Benedict XVI in Cyprus: a significant step in the ecumenical journey
Nicosia (AsiaNews) - Recalling the embrace between Paul VI and Athenagoras, which marked the end of the schism of the two churches (begun in 1054, but essentially consummated with the Fourth Crusade in 1204) and the breakthrough in relations between Catholics and Orthodox Benedict XVI concluded his visit to the island of Cyprus.
With this reference in his farewell speech at the airport of Larnaca, the pope wanted to express his heartfelt wish that this visit has been another step forward along the path towards full unity, began, in his words, by the unforgettable Ecumenical Patriarch Athenagoras and his great predecessor Paul VI.
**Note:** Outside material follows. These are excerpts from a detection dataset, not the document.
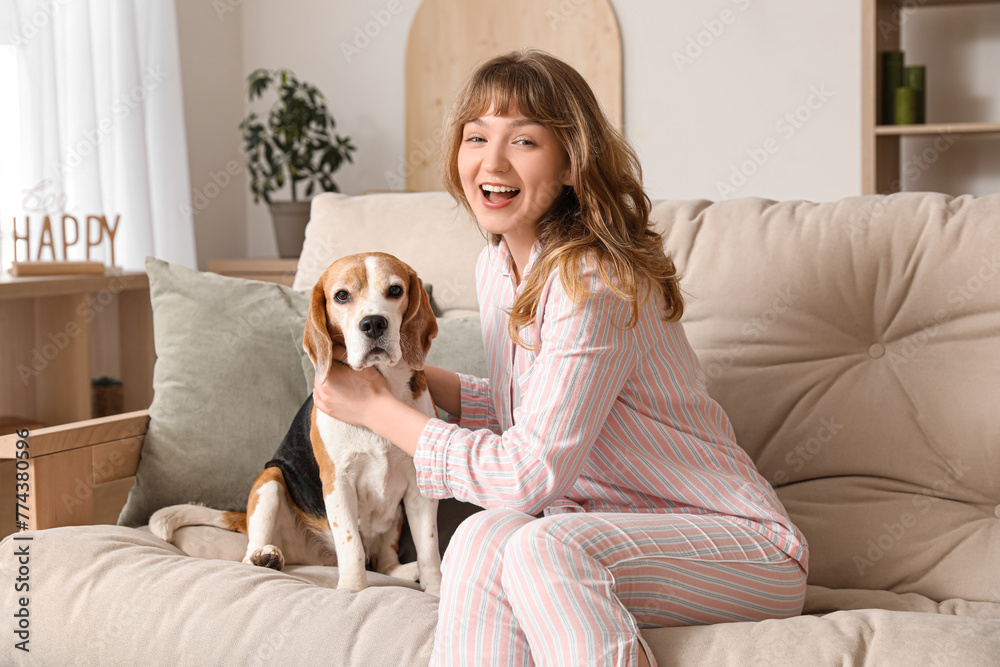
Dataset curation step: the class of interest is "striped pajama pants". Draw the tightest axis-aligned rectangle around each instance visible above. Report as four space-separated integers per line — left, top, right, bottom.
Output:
431 510 806 667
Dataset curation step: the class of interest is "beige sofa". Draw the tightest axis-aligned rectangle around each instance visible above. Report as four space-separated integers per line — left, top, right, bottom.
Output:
0 193 1000 666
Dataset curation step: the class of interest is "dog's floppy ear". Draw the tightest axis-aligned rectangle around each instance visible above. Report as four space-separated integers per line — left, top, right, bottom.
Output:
302 280 343 382
399 269 437 371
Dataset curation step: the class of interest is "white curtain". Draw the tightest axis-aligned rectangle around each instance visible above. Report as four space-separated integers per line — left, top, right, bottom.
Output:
0 0 196 269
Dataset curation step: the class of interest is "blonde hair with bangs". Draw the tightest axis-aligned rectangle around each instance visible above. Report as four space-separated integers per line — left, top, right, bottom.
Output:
443 50 684 346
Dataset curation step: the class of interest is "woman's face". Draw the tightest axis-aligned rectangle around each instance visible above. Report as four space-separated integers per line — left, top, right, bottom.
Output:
457 108 571 245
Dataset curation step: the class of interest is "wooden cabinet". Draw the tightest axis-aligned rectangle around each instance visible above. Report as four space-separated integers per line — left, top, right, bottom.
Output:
0 272 155 426
861 0 1000 194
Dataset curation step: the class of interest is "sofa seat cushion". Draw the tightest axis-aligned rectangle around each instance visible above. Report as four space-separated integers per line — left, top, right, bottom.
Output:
0 526 1000 667
652 193 1000 602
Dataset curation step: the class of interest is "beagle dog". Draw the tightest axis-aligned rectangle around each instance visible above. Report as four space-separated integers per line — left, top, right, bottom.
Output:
149 253 441 595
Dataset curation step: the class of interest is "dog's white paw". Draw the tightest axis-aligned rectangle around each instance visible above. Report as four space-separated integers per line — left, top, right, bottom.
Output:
337 575 368 591
243 544 285 570
386 561 420 581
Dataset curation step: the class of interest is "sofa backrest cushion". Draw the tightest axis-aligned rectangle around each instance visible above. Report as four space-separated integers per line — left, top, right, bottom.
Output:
292 192 486 316
652 193 1000 600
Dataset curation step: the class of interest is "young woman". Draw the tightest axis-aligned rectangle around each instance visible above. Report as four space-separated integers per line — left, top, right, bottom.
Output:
315 51 807 665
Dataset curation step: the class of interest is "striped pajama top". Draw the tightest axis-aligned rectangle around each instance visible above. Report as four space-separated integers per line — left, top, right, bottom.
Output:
414 240 807 565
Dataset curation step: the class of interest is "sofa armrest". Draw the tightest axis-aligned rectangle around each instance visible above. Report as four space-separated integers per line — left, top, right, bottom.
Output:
0 410 149 535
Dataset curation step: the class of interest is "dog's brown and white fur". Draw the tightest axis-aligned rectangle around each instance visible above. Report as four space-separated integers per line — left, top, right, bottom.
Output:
149 253 441 595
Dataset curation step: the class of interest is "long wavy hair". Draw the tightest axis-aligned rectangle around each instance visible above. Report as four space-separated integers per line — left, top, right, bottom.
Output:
442 49 684 346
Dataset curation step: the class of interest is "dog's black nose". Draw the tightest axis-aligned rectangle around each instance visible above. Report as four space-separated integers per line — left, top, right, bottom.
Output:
360 315 389 339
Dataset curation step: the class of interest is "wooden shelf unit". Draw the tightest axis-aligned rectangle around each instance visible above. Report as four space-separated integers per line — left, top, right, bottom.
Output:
0 271 156 426
861 0 1000 195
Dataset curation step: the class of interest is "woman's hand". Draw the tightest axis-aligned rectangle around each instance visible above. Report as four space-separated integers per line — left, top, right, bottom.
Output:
313 345 392 428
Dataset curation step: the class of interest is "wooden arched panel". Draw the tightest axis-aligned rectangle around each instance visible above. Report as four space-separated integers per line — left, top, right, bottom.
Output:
404 0 622 192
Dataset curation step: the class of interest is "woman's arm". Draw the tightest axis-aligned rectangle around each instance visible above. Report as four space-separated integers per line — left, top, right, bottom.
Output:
426 364 462 418
414 266 639 514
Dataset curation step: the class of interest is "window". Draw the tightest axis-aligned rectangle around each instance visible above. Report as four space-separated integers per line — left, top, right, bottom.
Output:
0 45 24 270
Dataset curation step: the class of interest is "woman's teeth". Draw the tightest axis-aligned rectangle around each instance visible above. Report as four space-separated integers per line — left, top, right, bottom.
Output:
479 184 520 201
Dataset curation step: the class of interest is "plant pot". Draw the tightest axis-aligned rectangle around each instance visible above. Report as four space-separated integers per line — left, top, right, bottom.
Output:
270 201 310 259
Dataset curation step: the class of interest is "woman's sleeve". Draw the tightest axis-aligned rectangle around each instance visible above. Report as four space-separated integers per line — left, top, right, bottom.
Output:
414 270 638 514
458 373 500 432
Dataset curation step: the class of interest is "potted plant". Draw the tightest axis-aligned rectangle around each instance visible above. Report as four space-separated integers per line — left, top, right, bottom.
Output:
240 69 355 257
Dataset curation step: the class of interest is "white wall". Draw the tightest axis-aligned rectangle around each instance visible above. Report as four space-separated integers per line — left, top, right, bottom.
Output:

Cypriots, and they were not alone, were greatly pleased by Benedict XVI words, when referring to his lodgings in the nunciature, right next to the buffer zone between the two parts of Cyprus, he said:" I have seen for myself something of the sad division of the island, as well as learning of the loss of a significant part of a cultural heritage which belongs to all humanity. I have also listened to Cypriots from the north who wish to return in peace to their homes and places of worship, and I have been deeply moved by their pleas”.
Referring to the "sad division of the island, he added that" much good has been achieved in this regard through substantive dialogue in recent years, though much remains to be done to overcome divisions” and commented favourably on the efforts towards reunification made by President Christofias.
In turn, President Christofias thanked Benedict XVI for his continued support for a just and durable solution to the Cyprus question, which will be resolved based on the motion of the United Nations and the principles of the European Union.
Comments in Cyprus regarding this visit, strongly supported by Archbishop Chrysostomos, claim it was important for two reasons. Firstly, it confirmed the belief that only with the ecumenical dialogue, strongly backed by the Church of Rome and the Ecumenical Patriarchate of Constantinople, can a response to the challenges of today be formulated and secondly, the spectre of the Crusades can not continue be held over the Catholic Church, as some fringes of the Orthodox world try to do every so often, fringes that are truly marginal and without social feedback. It is no accident that ecumenical dialogue has found new life in this land, an extremity of Christian Europe, towards those lands that have seen the birth of Christianity and where it now struggles to survive in the midst of a thousand difficulties.